Shoveling Shit and Killing Critters

So after the disillusionment of a short career in middle management as a Food Manager at the University of Wisconsin, I decided to take a job as kennel worker at the Humane Society next door to the Oscar Mayer hot dog factory which lent the area a fragrance of feral flatulence. The dog pound, every other day or so, fired up its Incinerator and burned the cats and dogs, kittens and puppies which Mike, our manager, had dispatched with an injection of phenobarbital, adding burnt hair and searing meat to the olfactory mix. We had ourselves an animal Auschwitz.
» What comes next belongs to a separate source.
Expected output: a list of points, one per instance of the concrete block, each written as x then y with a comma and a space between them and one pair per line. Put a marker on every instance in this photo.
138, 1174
I had gone to the Pound to look for a pet, see if they had a little guy whose beseeching eyes thawed my wintry heart enough to adopt. I found a wiener dog, appropriately enough, a dachshund, and by the time I’d put the little fellow on a leash, I’d seen the sign Kennel Worker Wanted, applied for and been accepted as their new employee, start next day.

There were three of us on the crew working the pens and the outdoor runs. Larry sprayed down the pens, I was the puppy room guy and Mary Jean handled the cats. All day I cleaned the poop and piss, laid down fresh newspapers and talked to prospective adopters. My partner Larry had just gotten out of prison, served 16 months for selling LSD to a federal undercover narcotics agent, and this job was the only one he’d found where an ex-felon could get hired. Mary Jean had terminal cancer, she told us one day at lunch break, but she didn’t. She just liked the idea, I guess, of an early and tragic demise. Maybe too much soap opera in her teens.

I told myself shoveling shit was no worse — and maybe the same — as my last job, just slightly more literal. And maybe that was true. But I never killed anyone or anything at my dining hall or my grill or my ice cream parlor. Even though I did poison a few dozen folks with my toxic potato salad warmed to a microbial paradise under the heating lamps. But that, I told the cuisine cops who finally discovered the source for the rash of food poisonings, was accidental, the result of ignorance. Personally, I always like my potato salad a little on the warm side.

I lasted three months at the kennel. You can only kill so many dogs and cats before the toll on your psyche weighs on you with the tonnage of guilt no rationalization can lighten. To lighten the burden, I ended up adopting three dogs, maybe a bit too much atonement for a one bedroom upstairs apartment over a TV repair shop. But of course, that’s another story. One, for the time being, I’ll spare you.